La Toussaint n’a pas son origine dans les textes bibliques, comme : Noël, Pâques, Pentecôte. Après les persécutions, on a d’abord fait une célébration de tous les martyrs qui s’est étendue plus tard à tous les saints. 

La Toussaint, pour les uns c’est les vacances, pour d’autres, la messe, visite au cimetière, repas en famille, évocation des défunts. Que de facettes pour cette fête. On oublie la principale. La Toussaint est une grande fête de l’Eglise universelle. Fête de la communion des saints, de la communion entre ceux qui nous ont précédés et nous qui cherchons Dieu, communion entre tous et ce Dieu qui vient à nous par son Fils. La Toussaint est une fête joyeuse.

Qui sont ces élus, ces saints ? « Une foule immense d’hommes et de femmes que nul ne peut dénombrer », dit saint Jean dans son livre de l’Apocalypse. Tous ces gens viennent de divers horizons, du monde juif, ainsi que du monde païen. Ils sont pétris de la même argile que nous. Ils sont devenus les éternels vivants. Ils jouissent de la gloire même de Dieu.

Dans la seconde lecture, saint Jean  nous rappelle que nous sommes « les enfants bien-aimés de Dieu, tous appelés à partager sa gloire, tous appelés à la sainteté. On ne l’acquière pas par nos seules forces ni en accomplissant des performances spirituelles. C’est Dieu qui nous la communique.

Dans l’Évangile, le Christ, nous appelle tous au vrai bonheur. Il proclame les Béatitudes, charte du Royaume, vrai et seul chemin du Bonheur, de l’éternel Bonheur.

Notre société industrialisée nous fait croire que le vrai bonheur c’est d’être riche et en bonne santé plutôt que pauvre et malade.

Jésus nous parle du bonheur de ceux qui sont « pauvres de cœur, ceux qui sont persécutés pour la justice, ceux qui ont un cœur pur, ceux qui sont doux, ceux qui sont des artisans de paix, et ceux qui sont miséricordieux »
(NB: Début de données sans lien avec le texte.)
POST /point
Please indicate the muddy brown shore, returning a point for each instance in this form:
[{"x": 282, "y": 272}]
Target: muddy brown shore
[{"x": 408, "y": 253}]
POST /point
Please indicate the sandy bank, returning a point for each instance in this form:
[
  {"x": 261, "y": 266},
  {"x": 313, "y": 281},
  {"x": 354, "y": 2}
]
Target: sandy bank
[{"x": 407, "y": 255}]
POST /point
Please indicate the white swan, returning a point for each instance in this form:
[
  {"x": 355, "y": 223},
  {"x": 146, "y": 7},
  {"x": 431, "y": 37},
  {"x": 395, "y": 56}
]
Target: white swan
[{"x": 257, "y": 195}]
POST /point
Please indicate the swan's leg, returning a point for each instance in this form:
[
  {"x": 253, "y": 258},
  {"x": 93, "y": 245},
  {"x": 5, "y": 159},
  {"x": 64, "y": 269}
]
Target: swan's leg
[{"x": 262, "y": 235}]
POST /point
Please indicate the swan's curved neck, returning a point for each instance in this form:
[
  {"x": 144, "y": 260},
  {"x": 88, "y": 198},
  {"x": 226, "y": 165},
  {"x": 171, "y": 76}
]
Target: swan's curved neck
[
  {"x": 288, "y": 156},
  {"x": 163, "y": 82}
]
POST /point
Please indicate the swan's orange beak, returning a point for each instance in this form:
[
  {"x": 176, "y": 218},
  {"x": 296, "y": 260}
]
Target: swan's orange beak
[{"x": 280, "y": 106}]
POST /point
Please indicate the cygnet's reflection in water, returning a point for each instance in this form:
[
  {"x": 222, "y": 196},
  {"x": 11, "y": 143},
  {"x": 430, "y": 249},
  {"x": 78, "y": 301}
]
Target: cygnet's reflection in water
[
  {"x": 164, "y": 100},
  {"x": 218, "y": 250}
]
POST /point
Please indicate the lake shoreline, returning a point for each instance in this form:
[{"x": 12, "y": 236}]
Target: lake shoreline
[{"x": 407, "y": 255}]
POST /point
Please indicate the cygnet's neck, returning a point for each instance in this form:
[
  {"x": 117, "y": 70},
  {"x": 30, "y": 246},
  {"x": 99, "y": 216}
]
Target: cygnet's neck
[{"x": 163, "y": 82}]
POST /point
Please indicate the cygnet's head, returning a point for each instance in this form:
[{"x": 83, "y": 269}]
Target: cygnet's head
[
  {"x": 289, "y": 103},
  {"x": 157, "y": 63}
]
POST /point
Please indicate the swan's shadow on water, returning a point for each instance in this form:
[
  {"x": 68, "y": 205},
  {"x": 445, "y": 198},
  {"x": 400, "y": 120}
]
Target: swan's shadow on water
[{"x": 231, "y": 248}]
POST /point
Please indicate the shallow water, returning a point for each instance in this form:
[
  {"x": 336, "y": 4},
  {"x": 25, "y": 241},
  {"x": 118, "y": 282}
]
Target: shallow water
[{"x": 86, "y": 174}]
Ce passage est rude et étroit. C’est ce chemin qu’ont suivi les saints que nous fêtons en ce jour. Ceux que l’Eglise a canonisés et ceux dont les noms restent dans l’ombre : les saints anonymes.

Ces hommes et femmes ont suivi le Christ, de tout leur cœur, sans conditions, ni hypocrisies…Ils ont passé leur vie au service des autres, ils ont supporté les souffrances, et les adversités sans haine, et en répondant au mal par le bien, en répandant la Paix, et la Joie.

Ne croyons pas que la sainteté est inaccessible, ou offerte à quelques élites. Elle est pour tous. La sainteté n’est pas d’abord le fruit d’un effort de bonne conduite. Etre saint, c’est accueillir ce que Dieu nous offre gratuitement : sa présence, son amour. C’est lui faire de la place, afin qu’il vive au plus près de nous, pour notre plus grand bonheur.

« À la sainteté, disait mère Teresa, nous y sommes tous destinés, toi, moi et tous les autres…C’est une tâche aisée, car en apprenant à Aimer, nous apprenons à être saints ».

Nous sommes tous des saints, en gestation, en perspective. Pensons à Pierre qui a renié le Christ, Paul qui a persécuté les chrétiens, saint Augustin qui a passé toute une partie de sa vie dans la débauche… Leur rencontre avec le Christ a complètement bouleversé leur vie.

C’est ce que le Christ veut aussi pour chacun de nous : il est capable de venir nous chercher très loin et très bas.

Suivons le Christ avec courage, dans la foi en sa Parole, la prise au sérieux des béatitudes, l’amour de nos frères et sœurs. Un jour, le Ciel s’ouvrira pour nous comme pour les élus de Dieu, les Saints. C’est là notre espérance.

Dans notre marche vers la sainteté, Marie nous accompagne.  Sa sainteté est faite d’une telle disponibilité à l’Amour que l’Eglise reconnaît qu’elle est immaculée de conception. Et ce n’est pas pour rien qu’il y a dans MARIE (en français !) toutes les lettres du verbe AIMER.